Despertamos cedo e ficamos conversando, recapitulando a rotina, rindo à toa. É
um domingo inteiro assim, entre travesseiros, almofadas e edredom.
O quarto
permanece trancado, as cortinas fechadas, o jornal empilhado na porta. De vez
em quando, um dos dois é sorteado como emissário da geladeira, para buscar
frutas ou água. É uma visita rápida pelos demais aposentos, na ponta dos pés
para não assustar as pálpebras. Não é aconselhável demorar pela sala, para a
claridade não quebrar o encanto e nos obrigar a sair à rua. Somos sonâmbulos um
do outro. Viciados um no outro. Intoxicados um do outro. Passamos os dias no
colchão travando histórias e revelando segredos. A cama é o nosso hotel, nossa
casa na serra, nossa residência de praia, nosso bunker, nosso pub, nossa
água-furtada.
A cama é o
que precisamos do mundo, o resto pode levar.
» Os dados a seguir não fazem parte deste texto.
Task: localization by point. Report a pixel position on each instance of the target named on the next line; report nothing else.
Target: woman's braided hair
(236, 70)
Reduzimos o universo àquele
estrado de madeira, e nos divertimos com os problemas antigos, com as dores
antigas, com aquilo que nos antecedeu e ainda não era a gente. Na verdade,
sinto que estudo para o vestibular de sua memória. Olho o teto coberto de
fórmulas, fotos, cenas, equações e cálculos de sua vida. Decoro suas
sobrancelhas, seus suspiros, sou um mímico atento de seu rosto. Faço perguntas
despropositadas - nunca prevejo o que vai cair na prova do amor. Interesso-me
por qual lugar que sentava no colégio Champagnat. Me diz que era no fundo, com
as costas coladas na janela. E você me interroga a cor da minha térmica no
jardim de infância do Santa Inês. Falo rápido que era azul. Quem teria coragem
de fazer essas questões senão quem ama? Mais: quem responderia com naturalidade
essas questões senão quem ama?
Não nos
assustamos com nenhuma gratuidade. Não estranhamos a curiosidade ou nos
envergonhamos da loucura. Intimidade é não temer o que será feito com nossas
palavras. Deitamos de lado, atravessados, você em meu peito, eu encaixado na
moldura de seu pescoço. Giramos para esquerda, tonteamos para direita,
argumentamos, confortamos, descrevemos nossos amigos, confessamos nossos
pecados, sussurramos bobagens. Os ouvidos se tornam rápidos como a boca. Falo e
ouço na mesma hora. Nossas mãos se beijam, nossos pés se beijam. Tudo é intenso
entre nós a ponto da lembrança criar a experiência. É como se nossos olhos
fossem aquela máquina polaroid cuspindo fotos. Os vizinhos devem suspeitar que
já morremos, mas nunca estivemos tão vivos.